When you search text data in a database, you’re probably used to using exact matches, or perhaps using a wildcard (like the percentage sign) with a LIKE predicate on the SELECT statement. But these searches use only the arrangement of characters in the string or text field you’re searching. SQL Server includes a feature called Full-Text Indexing that can search for word patterns, specific phrases, thesaurus searches that find similar words, linguistic forms that can return “singing” when you search for “sing” and even accent-insensitive searches that ignore accent marks.
But SQL Server doesn’t turn on the Full-Text Search feature in a database automatically. You have to set up not only the fact that the database is enabled for feature, but also what fields need to be included, and how often the indexes that provide the search are updated. I’ll describe that process briefly in a moment. I’ll provide a link at the end of this Podcast where you can learn more specific instructions for creating and maintaining these indexes.

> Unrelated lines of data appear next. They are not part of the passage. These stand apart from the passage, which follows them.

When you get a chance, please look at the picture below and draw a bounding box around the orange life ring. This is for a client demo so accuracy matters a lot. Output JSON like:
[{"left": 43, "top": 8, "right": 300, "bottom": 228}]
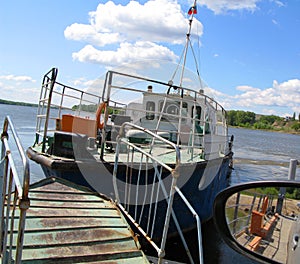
[{"left": 96, "top": 102, "right": 107, "bottom": 129}]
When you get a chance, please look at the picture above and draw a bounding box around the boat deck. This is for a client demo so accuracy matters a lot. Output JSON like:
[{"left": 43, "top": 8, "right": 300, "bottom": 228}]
[{"left": 4, "top": 178, "right": 149, "bottom": 263}]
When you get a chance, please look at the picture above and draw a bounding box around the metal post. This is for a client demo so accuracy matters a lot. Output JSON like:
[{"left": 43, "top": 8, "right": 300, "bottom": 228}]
[{"left": 288, "top": 159, "right": 298, "bottom": 181}]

SQL Server doesn’t manage the Full-Text Indexes alone. The components for Full-Text Indexing include the following:
The first component is SQL Server. It contains the database tables that you want to index. It also includes the “Key map”, which contains the mapping between the data values in the full-text key columns and internal documents. The SQL Server query processor contains the Microsoft Full-Text Gatherer, which is responsible for scheduling and driving the population of full-text indexes, and also for monitoring full-text catalogs. SQL Server also has some internal tables that it uses to manage the Full-Text indexing process.
The second component is the Microsoft Full-Text Engine for SQL Server (MSFTESQL) Process, which populates and manages full-text catalogs, controls the Filter Daemon (more on that in a moment), it builds the inverted index structure, houses the thesaurus files that contain synonyms of search terms. It also houses the “Noise Word Files”, which contain a list of frequently occurring words that are not useful for the search, such as “the”, “is”, “an” and so on. This component also controls the Word breakers and stemmers, which perform linguistic analysis on all full-text indexed data. A word breaker is the component that determines where word boundaries exist in a stream of text in the row being full-text indexed. A stemmer extracts the root form of a given word. For example, “running”, “ran”, and “runner” are various forms of the word “run”.

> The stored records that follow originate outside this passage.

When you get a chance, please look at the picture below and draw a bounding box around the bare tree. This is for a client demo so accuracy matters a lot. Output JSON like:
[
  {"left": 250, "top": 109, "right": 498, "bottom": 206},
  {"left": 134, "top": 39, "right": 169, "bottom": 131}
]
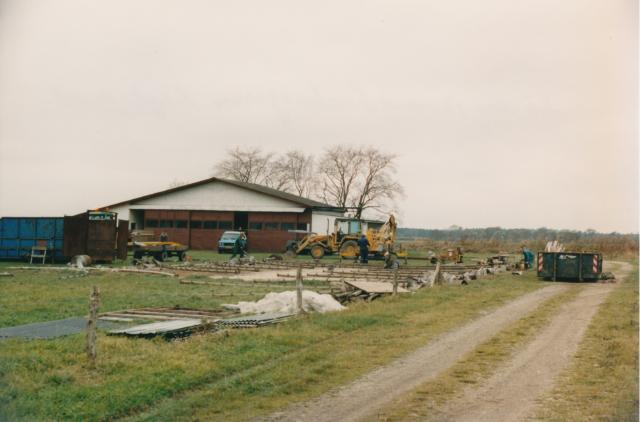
[
  {"left": 318, "top": 146, "right": 362, "bottom": 207},
  {"left": 319, "top": 146, "right": 403, "bottom": 218},
  {"left": 214, "top": 145, "right": 403, "bottom": 214},
  {"left": 352, "top": 148, "right": 403, "bottom": 218},
  {"left": 214, "top": 147, "right": 273, "bottom": 184},
  {"left": 274, "top": 150, "right": 315, "bottom": 197}
]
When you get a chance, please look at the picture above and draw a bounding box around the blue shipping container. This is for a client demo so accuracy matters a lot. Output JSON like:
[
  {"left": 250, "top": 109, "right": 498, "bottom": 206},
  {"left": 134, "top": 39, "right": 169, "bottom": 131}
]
[{"left": 0, "top": 217, "right": 64, "bottom": 260}]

The third component is the Microsoft Full-Text Engine Filter Daemon (MSFTEFD) Process. It is started by the MSFTESQL service during the full-text indexing process. The MSFTEFD hosts the components that are responsible for accessing and filtering data from tables, word breaking, and stemming.
When the Full-Text Indexing system accesses data, it uses a COM feature called an iFilter. There are iFilters for various data types. The most common iFilter use is with the CHAR, NCHAR, VARCHAR, NVARCHAR, TEXT, and NTEXT data types the indexing engine applies the “text” iFilter. For the XML data type the indexing engine applies the XML iFilter.
But you can also store and index binary data, like Word Documents and so on. For the IMAGE and VARBINARY data type, the indexing engine applies the iFilter that corresponds to the document extension, such as doc for Word documents and so on.
I’ve explained the basic architecture of the Full-Text Indexing system, so let’s take a quick look at the process for enabling and using it.
First, you enable the feature on a specific database. Next, ensure that the table you want to index has a unique, not null column (in other words, a primary key). Create a full text catalog in which to store full text indexes for that table, and then create a full text index on the column with one of the data types I mentioned in the iFilters section.
To access the data, you can use the CONTAINS predicate in the WHERE clause of a SELECT statement, the FREETEXT predicate in the WHERE clause of a SELECT statement, the CONTAINSTABLE predicate in the FROM clause of a SELECT statement, and the FREETEXTTABLE predicate in the FROM clause of a SELECT statement.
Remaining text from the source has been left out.